Black Wednesday 1992: How George Soros Broke the Bank of England

Black Wednesday 1992: How George Soros Broke the Bank of England explained by professional forex trading experts the “ForexSQ” FX trading team.

Black Wednesday 1992: How George Soros Broke the Bank of England?

Markets are constantly in a state of uncertainty and flux and money is made by discounting the obvious and betting on the unexpected.” – George Soros

George Soros is perhaps the most famous currency trader in the world, thanks to his timely and brave bet against the Bank of England, on what became known as Black Wednesday. With costs of around £3.3 billion, Britain’s central bank was unable to defend itself from an attack in the currency markets, and Mr. Soros made an estimated $1 billion in profit as a result.

In this article, we will look at what happened on Black Wednesday and some lessons from the crisis for central banks and governments in the future.

Setting the Stage for Black Wednesday 1992

The European Exchange Rate Mechanism (ERM) was setup in March of 1979 in order to reduce exchange rate variability and stabilize monetary policy across Europe before introducing a common currency that would eventually be known as the euro. Simple put, the ERM set an upper and lower margin in which exchange rates could vary – known as a semi-peg.

Britain initially declined to join the ERM when it originated, but later adopted a semi-official policy that shadowed the Deutsche Mark. In October of 1990, the country decided to join the ERM after a shake-up in leadership, preventing its currency from fluctuating more than 6% in either direction by intervening in the currency markets with countertrades.

Black Wednesday’s Underlying Causes

When Britain joined the ERM, the rate was set to 2.95 Deutsche Marks per Pound Sterling with a 6% permissible move in either direction.

The problem was that the country’s inflation rate was three times that of Germany’s, interest rates were at 15%, and the country’s economic boom was far into a period of unsustainable growth – setting the stage for a bust period.

Currency traders took note of these underlying problems and began short selling the Pound Sterling – that is, borrowing and immediately converting them into a foreign currency with the agreement to re-convert them in the future.

George Soros was one of these bearish currency traders, amassing a short position of more than $10 billion worth of Pound Sterling.

Black Wednesday 1992 & Its Aftermath

The UK’s prime minister and cabinet members authorized spending billions of Pounds Sterling in an attempt to contain the short selling by speculators. Moreover, the British government announced that it would raise its interest rates from 10% to 15% to try and attract currency traders looking for greater yield on their currency holdings.

Unfortunately, currency speculators didn’t believe the government would make good on these promises and continued shorting the Pound Sterling.
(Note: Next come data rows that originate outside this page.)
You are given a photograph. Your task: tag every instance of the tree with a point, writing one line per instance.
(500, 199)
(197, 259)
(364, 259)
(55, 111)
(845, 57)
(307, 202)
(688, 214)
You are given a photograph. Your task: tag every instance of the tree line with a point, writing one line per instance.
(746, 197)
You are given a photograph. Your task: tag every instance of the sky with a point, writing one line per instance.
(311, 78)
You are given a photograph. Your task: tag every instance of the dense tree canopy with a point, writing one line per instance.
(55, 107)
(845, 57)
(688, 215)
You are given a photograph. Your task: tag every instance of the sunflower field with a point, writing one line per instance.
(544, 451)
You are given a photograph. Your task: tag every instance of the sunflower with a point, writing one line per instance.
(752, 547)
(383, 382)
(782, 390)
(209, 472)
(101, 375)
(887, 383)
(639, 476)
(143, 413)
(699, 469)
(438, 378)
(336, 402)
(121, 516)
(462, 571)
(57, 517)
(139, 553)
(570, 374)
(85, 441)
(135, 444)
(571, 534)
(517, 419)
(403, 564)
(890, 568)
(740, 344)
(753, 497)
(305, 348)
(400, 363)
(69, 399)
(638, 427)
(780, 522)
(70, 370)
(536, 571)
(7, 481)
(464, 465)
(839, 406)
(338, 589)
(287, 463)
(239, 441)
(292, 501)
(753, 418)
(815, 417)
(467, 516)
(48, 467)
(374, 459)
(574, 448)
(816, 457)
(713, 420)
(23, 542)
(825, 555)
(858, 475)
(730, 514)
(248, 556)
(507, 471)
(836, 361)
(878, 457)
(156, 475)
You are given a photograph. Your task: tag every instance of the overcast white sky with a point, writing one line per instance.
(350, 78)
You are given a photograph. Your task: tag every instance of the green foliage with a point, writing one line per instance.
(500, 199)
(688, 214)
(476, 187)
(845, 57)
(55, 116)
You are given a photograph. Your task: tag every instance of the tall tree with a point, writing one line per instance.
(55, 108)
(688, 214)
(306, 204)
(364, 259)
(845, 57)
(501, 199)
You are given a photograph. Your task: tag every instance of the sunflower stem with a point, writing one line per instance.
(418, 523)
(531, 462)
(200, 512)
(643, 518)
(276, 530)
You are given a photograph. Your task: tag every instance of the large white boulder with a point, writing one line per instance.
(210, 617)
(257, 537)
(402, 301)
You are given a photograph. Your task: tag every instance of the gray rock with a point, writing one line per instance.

After an emergency meeting among top officials, the country was ultimately forced to withdraw from the ERM and let the market revalue its currency to more appropriate (lower) levels.

The country was arguably thrown into a recession afterwards, with many British citizens referring to the ERM as the “Eternal Recession Machine”. While the government lost a lot of money, some politicians are glad the ERM disaster occurred, since it paved the way for a more conservative government to enter the fold and revive the economy.

Lessons from Black Wednesday 1992

Black Wednesday teaches a number of important lessons to both currency traders and governments, including some lessons that may surprise readers.

For instance, statistical data suggests that the British economy was growing faster in the ERM than published figures suggest, and the resulting recession may have instead been due to the aftermath of the Lawson boom.

Lessons for governments include:

Don’t Dictate Interest Rates – The ERM interest rates were set for Germany for Germany when they should have been set by Europe for Europe.
Pick Your Fights Against Speculators – Taking extreme measures to counteract decisive market action is often a futile (and expensive) endeavor.

Lessons for currency traders include:

Nothing’s Impossible – The departure of Britain from the ERM was unthinkable to many during the crisis, but even governments make big mistakes.
Be Ready for Extreme Measures – Britain’s decision to raise interest rates some 2% to 5% in a single day demonstrates potential government resolve.

Black Wednesday 1992: How George Soros Broke the Bank of England Conclusion

Black Wednesday is widely known as the day that billionaire currency trader George Soros broke the Bank of England and made over $1 billion. But, the real lessons are found by analyzing the underlying causes of the crisis and how they quickly led to problems. By understanding these issues, central banks can avoid future crises sparked by regulatory constraints.